I meant to post this on Tuesday – the start of advent – but after being away, I didn’t have time to do it justice so here it is now.
I haven’t celebrated Christmas for about a decade. Because I’ve got a tiny-small family, Christmas was never a big deal in our house and my participation in it has waned as the years went on until I stopped celebrating it altogether in about 2001-2002. I’m not a Christian so all that side of things is lost on me, I see my family whenever I want to, and I give gifts when I see/make something for someone rather than waiting until a date in December. For the last few years, I’ve worked on Christmas day – a perfect low-traffic day for new introducing designs or features for websites we run. True, part of it is a somewhat cynical reaction to the huge amount of waste and excess at this time of year, but it’s not that I’m particularly bah humbug about it: I just don’t participate in it in the same way many people don’t celebrate, for example, Eid or Hanukkah.

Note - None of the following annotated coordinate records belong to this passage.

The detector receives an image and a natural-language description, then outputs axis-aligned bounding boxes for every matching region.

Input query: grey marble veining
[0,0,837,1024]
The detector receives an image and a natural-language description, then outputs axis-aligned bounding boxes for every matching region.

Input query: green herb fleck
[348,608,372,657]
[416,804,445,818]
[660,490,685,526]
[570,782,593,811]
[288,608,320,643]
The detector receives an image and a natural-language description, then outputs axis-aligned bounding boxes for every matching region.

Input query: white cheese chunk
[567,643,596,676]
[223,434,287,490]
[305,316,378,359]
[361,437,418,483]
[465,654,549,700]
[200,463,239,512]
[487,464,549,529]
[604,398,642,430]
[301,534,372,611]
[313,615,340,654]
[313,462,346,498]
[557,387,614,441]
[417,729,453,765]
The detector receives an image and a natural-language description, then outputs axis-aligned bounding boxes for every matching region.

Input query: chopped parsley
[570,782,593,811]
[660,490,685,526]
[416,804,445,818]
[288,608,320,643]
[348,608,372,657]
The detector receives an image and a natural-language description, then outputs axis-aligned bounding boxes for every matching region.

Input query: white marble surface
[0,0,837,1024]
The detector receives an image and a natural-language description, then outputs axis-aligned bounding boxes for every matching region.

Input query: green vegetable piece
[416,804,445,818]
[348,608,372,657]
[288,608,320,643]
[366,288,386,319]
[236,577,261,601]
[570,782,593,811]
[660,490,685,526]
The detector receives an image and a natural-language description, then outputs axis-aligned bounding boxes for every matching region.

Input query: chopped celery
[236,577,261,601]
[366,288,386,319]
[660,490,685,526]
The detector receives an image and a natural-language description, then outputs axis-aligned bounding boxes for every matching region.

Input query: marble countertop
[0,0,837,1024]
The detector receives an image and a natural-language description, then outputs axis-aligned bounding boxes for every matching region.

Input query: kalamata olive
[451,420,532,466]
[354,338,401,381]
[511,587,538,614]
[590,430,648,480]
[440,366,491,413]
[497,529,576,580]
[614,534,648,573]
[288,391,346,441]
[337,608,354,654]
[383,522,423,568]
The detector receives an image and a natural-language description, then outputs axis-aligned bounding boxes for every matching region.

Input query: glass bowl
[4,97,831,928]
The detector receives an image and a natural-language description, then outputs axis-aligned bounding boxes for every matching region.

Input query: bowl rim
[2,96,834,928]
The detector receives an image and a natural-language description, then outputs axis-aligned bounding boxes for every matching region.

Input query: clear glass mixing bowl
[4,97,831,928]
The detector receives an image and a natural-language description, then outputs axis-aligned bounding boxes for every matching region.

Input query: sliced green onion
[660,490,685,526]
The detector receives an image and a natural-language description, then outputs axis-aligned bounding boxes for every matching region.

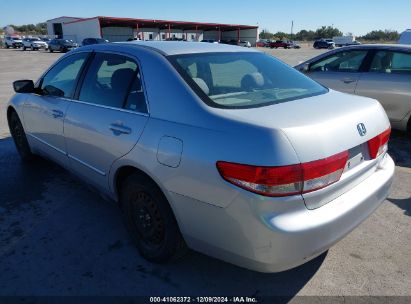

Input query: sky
[0,0,411,36]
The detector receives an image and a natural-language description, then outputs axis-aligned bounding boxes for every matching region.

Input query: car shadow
[387,197,411,216]
[0,138,327,296]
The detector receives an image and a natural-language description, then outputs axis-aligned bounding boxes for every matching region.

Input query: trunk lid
[211,90,390,209]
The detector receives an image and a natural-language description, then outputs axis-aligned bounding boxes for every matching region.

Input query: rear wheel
[9,112,34,161]
[120,174,186,263]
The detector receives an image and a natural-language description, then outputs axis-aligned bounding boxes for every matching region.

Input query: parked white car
[238,41,251,47]
[23,37,47,51]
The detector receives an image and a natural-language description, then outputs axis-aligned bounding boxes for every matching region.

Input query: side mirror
[43,85,64,97]
[300,63,310,73]
[13,80,34,93]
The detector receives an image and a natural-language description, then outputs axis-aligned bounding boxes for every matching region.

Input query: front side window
[370,51,411,74]
[41,53,89,98]
[79,53,147,112]
[168,52,327,108]
[310,50,367,72]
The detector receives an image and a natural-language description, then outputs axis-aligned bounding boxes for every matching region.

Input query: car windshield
[169,52,328,108]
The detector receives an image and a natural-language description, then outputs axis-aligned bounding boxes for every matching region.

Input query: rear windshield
[169,52,328,108]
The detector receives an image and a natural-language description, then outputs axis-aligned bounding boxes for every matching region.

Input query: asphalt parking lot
[0,46,411,297]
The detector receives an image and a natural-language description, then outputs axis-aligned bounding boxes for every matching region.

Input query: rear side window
[41,53,89,98]
[79,53,147,112]
[370,51,411,74]
[310,50,367,72]
[168,52,327,108]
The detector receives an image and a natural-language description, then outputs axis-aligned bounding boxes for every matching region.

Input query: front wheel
[120,174,186,263]
[9,112,34,161]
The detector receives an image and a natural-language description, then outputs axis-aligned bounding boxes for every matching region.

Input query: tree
[259,29,274,40]
[315,26,343,39]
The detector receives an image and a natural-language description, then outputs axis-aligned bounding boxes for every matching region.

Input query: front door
[307,50,367,94]
[355,50,411,121]
[23,53,89,166]
[64,53,148,190]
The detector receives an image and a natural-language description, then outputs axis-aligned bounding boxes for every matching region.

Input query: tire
[8,112,34,162]
[120,174,187,263]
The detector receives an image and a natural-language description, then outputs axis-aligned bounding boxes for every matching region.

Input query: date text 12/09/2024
[150,296,258,303]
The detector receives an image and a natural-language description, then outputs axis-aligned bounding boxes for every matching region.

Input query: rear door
[64,52,148,190]
[355,50,411,121]
[307,50,368,94]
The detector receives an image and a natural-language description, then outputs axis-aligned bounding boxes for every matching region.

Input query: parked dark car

The gifts thing though is still a bit of a problem. In previous years, we’ve had long, difficult arguments with our families over gift giving. Giving is a big part of Christmas for them and as much as we’ve tried to push them that way, giving to charities on our behalf just isn’t the same for them. We end up feeling selfish for not letting them buy stuff for us and ungrateful for not willingly accepting the stuff they inevitable do buy for us. But we spend all year trying very hard not to buy stuff we don’t need, to reduce our consumption and our waste output, and then get a selection of random unneeded things, often novelty items wrapped in one-time-use shiny paper and bows. I realise they’re gifts given out of love but it’s not just that – there is so much pressure to give commercially bought gifts at Christmas – last year, my mum said she felt she had to give me things because she’d bought stuff for my brother and it wouldn’t be fair otherwise. (I didn’t care about “fairness” but it was a big deal to her.)
Has anyone else been in a similar situation on the giving or receiving end? What strategies have you used to deal with it? I always thought Christmas lists to family as an adult were a bit snotty but I guess that would solve the unwanted/unneeded problem. I realise that the whole issue is a bit of a snotty, my-diamond-shoes-are-too-tight one but I’d love to hear your thoughts.